Мигель Сервантес - Дон Кихот
– Тем не менее, – возразил путешественник, – если мне память не изменяет, я, кажется, читал, что у Дон-Галаора, брата Амадиса Гальского, не было собственной дамы, которой он мог бы себя поручать в опасности; однако же это нисколько никому не мешало считать его очень храбрым и знаменитым рыцарем.
– Сеньор, – отвечал Дон-Кихот, – одна ласточка не делает весны. Кроме того, я знаю из хороших источников, что тайно этот рыцарь был сильно влюблен; его же склонность ухаживать за всеми дамами, каких только ему приходилось видеть, обусловливается его природным нравом, которого он был не в силах переделать. Но, как нельзя лучше, было доказано, что у него была дама, верховная властительница его дум и желаний, которой он часто поручал себя, но втайне, так как отличался чрезвычайною скромностью.
– Так как быть влюбленным – существенное качество всякого странствующего рыцаря, – снова заговорил путешественник, – то надо думать, что и ваша милость не нарушали этого правила своего звания, и если ваша милость не отличается такой строгой скрытностью, как Дон-Галаор, то я, от имени всего этого общества и своего собственного, настоятельнейше умоляю вас сообщить нам об имени, отечестве, звании и прелестях вашей дамы. Она, конечно, будет очень польщена, если весь мир узнает, что ее любят и ей служит такой рыцарь, каким являетесь ваша милость.

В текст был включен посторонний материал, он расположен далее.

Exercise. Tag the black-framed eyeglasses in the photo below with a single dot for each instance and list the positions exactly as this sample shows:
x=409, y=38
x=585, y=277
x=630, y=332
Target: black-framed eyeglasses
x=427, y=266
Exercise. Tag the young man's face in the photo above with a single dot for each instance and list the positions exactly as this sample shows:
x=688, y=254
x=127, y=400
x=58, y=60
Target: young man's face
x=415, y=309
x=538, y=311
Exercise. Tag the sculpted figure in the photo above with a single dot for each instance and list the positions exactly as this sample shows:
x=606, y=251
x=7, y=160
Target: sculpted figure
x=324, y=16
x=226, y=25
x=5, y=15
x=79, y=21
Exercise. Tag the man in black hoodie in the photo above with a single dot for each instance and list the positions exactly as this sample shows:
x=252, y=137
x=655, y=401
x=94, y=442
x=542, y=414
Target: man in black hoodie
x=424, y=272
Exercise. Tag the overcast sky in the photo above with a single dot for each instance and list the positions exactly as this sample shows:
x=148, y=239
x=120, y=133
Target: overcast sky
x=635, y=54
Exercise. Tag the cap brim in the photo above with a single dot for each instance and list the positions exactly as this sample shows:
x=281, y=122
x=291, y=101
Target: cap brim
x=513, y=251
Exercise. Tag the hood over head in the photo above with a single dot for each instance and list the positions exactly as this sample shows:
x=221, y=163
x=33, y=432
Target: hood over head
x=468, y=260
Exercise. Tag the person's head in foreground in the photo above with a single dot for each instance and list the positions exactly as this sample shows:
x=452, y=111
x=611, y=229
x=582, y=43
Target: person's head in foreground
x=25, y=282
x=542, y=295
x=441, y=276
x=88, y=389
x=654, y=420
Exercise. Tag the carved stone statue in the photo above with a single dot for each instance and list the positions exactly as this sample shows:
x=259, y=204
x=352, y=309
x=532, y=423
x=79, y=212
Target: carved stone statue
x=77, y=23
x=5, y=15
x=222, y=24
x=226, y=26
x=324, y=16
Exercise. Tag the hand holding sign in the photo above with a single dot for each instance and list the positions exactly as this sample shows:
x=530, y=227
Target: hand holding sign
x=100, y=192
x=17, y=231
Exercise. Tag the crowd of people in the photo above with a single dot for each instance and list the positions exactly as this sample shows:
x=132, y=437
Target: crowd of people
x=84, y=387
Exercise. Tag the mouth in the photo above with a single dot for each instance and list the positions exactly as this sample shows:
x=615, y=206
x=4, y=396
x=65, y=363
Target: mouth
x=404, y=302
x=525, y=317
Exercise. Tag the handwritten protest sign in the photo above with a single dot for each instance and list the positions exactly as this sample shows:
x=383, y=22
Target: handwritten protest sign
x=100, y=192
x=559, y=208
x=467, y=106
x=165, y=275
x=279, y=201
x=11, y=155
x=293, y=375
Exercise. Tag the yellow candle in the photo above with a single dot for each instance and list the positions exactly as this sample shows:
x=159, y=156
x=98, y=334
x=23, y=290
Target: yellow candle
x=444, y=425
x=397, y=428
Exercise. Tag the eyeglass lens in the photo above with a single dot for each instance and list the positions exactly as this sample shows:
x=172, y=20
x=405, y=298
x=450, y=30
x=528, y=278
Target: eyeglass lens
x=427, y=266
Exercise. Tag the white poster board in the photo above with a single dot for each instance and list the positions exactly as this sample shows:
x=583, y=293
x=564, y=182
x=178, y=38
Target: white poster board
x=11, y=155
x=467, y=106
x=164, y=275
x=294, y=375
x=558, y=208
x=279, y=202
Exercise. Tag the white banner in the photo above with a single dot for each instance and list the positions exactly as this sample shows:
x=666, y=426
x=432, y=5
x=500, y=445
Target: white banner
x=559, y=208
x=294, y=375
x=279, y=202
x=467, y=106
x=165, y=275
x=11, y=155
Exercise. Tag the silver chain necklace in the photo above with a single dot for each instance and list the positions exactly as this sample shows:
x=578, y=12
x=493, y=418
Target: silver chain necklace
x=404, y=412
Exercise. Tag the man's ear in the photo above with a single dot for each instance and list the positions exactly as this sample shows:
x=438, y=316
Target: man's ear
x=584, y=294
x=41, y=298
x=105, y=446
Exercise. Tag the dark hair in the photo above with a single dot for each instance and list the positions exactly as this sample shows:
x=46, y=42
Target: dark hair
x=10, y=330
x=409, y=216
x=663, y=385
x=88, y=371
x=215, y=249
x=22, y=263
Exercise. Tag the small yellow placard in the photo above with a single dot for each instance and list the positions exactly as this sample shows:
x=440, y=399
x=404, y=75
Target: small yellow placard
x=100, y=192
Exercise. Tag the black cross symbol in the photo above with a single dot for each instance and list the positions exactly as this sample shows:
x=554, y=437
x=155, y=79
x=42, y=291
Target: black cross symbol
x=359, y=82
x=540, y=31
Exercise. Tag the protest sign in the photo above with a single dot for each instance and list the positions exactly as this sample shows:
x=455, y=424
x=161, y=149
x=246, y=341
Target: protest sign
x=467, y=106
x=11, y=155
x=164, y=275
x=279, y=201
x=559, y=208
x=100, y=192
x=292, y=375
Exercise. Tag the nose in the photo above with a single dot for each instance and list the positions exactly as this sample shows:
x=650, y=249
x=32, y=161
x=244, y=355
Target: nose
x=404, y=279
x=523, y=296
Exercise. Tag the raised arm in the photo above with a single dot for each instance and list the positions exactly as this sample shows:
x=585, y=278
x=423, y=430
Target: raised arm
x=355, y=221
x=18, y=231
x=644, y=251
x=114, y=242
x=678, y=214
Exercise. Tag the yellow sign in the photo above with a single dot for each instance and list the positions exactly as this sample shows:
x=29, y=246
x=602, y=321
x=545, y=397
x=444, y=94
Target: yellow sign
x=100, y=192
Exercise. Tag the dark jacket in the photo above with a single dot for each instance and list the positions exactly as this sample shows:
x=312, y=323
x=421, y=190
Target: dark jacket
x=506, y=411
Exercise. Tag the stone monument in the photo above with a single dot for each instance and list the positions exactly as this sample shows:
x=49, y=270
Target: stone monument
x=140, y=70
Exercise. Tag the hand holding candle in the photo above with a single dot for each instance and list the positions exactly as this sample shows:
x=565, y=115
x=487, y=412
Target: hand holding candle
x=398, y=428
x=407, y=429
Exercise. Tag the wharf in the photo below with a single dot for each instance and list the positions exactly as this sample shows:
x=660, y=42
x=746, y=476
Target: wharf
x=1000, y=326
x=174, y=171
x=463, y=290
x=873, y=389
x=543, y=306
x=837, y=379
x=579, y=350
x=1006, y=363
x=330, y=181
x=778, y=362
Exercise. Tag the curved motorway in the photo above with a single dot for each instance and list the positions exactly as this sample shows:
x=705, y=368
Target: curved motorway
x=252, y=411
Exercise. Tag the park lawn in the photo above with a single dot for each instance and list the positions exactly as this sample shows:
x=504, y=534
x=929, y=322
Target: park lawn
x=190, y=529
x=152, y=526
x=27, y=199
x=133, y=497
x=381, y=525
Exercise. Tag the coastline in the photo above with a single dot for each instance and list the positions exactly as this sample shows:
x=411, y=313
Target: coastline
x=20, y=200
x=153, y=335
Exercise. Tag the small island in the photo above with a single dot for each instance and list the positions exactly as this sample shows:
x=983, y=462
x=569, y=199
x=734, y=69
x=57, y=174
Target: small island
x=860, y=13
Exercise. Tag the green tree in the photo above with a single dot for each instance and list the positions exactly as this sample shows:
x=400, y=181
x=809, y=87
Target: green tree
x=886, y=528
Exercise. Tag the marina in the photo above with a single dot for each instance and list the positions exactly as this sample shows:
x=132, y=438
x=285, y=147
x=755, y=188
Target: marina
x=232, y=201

– Увы! – сказал Дон-Кихот, испуская глубокий вздох, – я не мог бы наверно сказать, желает или нет моя прелестная неприятельница, чтобы весь мир знал, что я – ее слуга. Я могу только сказать в ответ на обращенную ко мне с такою вежливостью просьбу, что имя ее – Дульцинея, отечество – Тобозо, ламанчская деревня; ее звание – по крайней мере, принцесса, ибо она моя царица и дама; наконец, ее прелести превосходят человеческие понятия, так как в них воплощается вся та красота, которою поэты в мечтах наделяли своих возлюбленных. Волосы ее – золото, ее чело – елисейские поля, ее брови – небесные радуги, ее глаза – солнце, ее ланиты – розы, ее уста – кораллы, ее зубы – жемчуг, ее шея – алебастр, ее грудь – мрамор, ее руки – из слоновой кости, цвет же лица равен белизне снега, и, по моему, в тех прелестях, которые ее целомудрие похищает у взоров смертных, столько совершенства, что можно только ими восхищаться и восхвалять их, не находя выражений для сравнения.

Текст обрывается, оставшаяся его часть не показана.